What Works: The Assistant is a pared down drama. Sparseness is among the movie’s greatest assets but its sleek storytelling allows for pockets of substance in the margins. The Assistant is a slice-of-life tale of a long suffering secretary and the various indignities she experiences throughout her workday. The movie’s style is observational and mostly detached. Director Kitty Green generally keeps her camera at a distance but the action is staged deliberately. We understand the meaning of what’s happening because of the way characters are spaced and framed on the screen. This is especially effective in moments in which the titular assistant shares her office with a pair of male coworkers. Without ever overtly saying it, we understand how she is alienated and excluded.

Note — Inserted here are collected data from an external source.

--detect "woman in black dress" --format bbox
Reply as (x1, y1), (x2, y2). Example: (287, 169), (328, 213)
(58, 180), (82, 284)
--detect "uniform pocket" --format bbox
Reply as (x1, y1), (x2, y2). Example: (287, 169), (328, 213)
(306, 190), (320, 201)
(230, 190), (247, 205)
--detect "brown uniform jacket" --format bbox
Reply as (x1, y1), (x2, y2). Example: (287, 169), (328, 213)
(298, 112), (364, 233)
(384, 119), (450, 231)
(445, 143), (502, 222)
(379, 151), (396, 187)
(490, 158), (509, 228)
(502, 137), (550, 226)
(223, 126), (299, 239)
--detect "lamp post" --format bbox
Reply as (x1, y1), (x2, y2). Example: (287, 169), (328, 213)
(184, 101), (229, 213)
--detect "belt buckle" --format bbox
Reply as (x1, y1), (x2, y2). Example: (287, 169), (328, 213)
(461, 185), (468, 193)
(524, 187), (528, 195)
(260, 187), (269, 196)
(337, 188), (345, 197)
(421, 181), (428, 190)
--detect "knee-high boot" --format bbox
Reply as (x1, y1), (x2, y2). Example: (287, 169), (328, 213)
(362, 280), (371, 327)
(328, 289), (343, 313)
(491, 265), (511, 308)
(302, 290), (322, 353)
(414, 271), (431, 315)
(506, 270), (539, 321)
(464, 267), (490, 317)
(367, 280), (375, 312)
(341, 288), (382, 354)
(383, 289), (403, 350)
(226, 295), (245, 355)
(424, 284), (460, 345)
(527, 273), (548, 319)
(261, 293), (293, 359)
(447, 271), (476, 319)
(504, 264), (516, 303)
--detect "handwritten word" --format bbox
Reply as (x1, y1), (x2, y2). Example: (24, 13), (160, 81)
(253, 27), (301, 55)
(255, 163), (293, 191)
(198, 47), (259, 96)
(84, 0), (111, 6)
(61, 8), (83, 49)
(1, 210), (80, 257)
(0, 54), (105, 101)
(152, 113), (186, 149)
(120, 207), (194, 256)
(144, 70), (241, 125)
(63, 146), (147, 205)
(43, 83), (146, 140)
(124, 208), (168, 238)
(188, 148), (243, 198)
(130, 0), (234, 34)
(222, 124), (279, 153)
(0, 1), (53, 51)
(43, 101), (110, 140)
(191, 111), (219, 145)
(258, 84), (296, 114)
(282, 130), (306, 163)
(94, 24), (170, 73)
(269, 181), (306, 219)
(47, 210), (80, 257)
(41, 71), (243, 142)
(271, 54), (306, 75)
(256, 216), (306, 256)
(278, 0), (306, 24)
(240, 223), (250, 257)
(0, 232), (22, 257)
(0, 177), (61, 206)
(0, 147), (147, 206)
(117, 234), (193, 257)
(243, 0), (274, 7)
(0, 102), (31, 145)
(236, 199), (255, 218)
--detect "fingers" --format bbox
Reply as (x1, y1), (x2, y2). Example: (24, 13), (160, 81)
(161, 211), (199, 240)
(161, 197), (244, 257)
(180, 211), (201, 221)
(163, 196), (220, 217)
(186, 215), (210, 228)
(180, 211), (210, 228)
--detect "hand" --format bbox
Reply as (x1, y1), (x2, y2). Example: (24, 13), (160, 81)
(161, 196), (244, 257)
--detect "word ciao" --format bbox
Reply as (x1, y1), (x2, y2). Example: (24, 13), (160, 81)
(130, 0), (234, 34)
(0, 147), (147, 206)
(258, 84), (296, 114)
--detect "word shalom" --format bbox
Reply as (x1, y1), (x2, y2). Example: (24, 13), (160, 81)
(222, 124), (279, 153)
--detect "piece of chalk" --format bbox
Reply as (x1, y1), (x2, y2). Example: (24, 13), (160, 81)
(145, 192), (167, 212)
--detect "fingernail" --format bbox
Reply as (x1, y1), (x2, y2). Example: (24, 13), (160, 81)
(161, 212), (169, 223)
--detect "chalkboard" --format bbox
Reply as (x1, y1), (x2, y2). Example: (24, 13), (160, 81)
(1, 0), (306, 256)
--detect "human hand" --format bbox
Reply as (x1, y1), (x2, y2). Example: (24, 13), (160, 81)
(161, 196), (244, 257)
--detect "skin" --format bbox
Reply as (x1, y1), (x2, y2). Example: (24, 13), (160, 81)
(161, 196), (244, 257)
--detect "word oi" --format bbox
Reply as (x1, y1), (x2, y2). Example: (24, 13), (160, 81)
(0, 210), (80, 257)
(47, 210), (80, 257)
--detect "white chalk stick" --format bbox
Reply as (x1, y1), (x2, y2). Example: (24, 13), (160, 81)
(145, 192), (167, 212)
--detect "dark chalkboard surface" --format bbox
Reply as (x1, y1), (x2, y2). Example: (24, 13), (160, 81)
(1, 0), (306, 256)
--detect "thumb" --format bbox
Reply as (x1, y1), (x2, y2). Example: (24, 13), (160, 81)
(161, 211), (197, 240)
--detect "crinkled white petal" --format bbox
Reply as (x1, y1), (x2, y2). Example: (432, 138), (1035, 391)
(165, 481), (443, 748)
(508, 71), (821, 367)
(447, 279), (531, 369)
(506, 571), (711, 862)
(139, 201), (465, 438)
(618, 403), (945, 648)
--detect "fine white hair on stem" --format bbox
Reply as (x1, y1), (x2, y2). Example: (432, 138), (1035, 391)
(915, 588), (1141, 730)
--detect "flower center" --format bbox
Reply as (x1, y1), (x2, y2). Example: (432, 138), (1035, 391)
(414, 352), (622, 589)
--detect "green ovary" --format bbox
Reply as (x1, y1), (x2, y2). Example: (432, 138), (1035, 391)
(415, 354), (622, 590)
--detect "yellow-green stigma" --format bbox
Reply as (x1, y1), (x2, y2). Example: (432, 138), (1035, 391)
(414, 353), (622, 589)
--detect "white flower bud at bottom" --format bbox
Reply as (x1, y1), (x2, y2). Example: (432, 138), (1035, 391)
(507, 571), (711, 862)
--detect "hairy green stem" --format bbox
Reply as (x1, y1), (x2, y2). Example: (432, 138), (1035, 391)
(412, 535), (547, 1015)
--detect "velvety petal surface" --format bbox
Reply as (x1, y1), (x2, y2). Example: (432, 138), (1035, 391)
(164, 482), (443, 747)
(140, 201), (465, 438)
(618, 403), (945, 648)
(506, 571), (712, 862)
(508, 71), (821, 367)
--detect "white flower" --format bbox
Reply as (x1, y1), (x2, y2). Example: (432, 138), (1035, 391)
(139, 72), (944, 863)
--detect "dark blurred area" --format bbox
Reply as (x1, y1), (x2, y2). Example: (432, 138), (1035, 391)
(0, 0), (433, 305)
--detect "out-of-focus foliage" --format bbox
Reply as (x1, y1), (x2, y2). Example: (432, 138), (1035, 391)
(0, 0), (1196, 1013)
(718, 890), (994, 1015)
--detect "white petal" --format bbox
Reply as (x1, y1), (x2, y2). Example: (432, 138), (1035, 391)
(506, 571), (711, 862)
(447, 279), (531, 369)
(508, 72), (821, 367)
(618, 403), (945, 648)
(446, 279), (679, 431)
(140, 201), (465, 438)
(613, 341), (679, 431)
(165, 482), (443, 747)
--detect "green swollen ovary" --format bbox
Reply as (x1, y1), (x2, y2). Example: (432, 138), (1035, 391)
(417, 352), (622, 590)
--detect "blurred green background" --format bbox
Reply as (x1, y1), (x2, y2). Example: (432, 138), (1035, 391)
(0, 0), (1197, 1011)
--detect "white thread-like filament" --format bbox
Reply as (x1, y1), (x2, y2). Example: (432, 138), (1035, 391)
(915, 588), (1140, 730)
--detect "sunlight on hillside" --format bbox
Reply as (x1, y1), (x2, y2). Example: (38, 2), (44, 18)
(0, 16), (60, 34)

The Assistant handles the issue of sexual harassment and abuse quite well. What the producer is doing is obvious but it is never shown or even spoken of overtly. The assistant pieces it together, and we along with her, and in doing so the filmmakers dramatize the role of power and position in workplace harassment. Being low in the hierarchy of the business, the assistant is in little position to do anything about what’s happening. What’s more, other employees also make reference to what’s happening but no one is able or willing to do anything about it and The Assistant illustrates the way an abusive workplace is sustained. The filmmaking style is matched by Julia Garner’s performance in the title role. Garner’s performance is primarily physical. Even when she’s talking, Garner communicates a lot more in the way she speaks and holds herself. The stress she’s experiencing is ever present in her character and the film captures the pervasive fear of a hostile workplace. That’s one of the admirably challenging qualities of The Assistant. Some other movies on this topic like Bombshell imply that once the abuser is exposed the matter is closed. The Assistant does not offer that kind of reassurance and instead asks viewers to ponder their own responsibility on this issue.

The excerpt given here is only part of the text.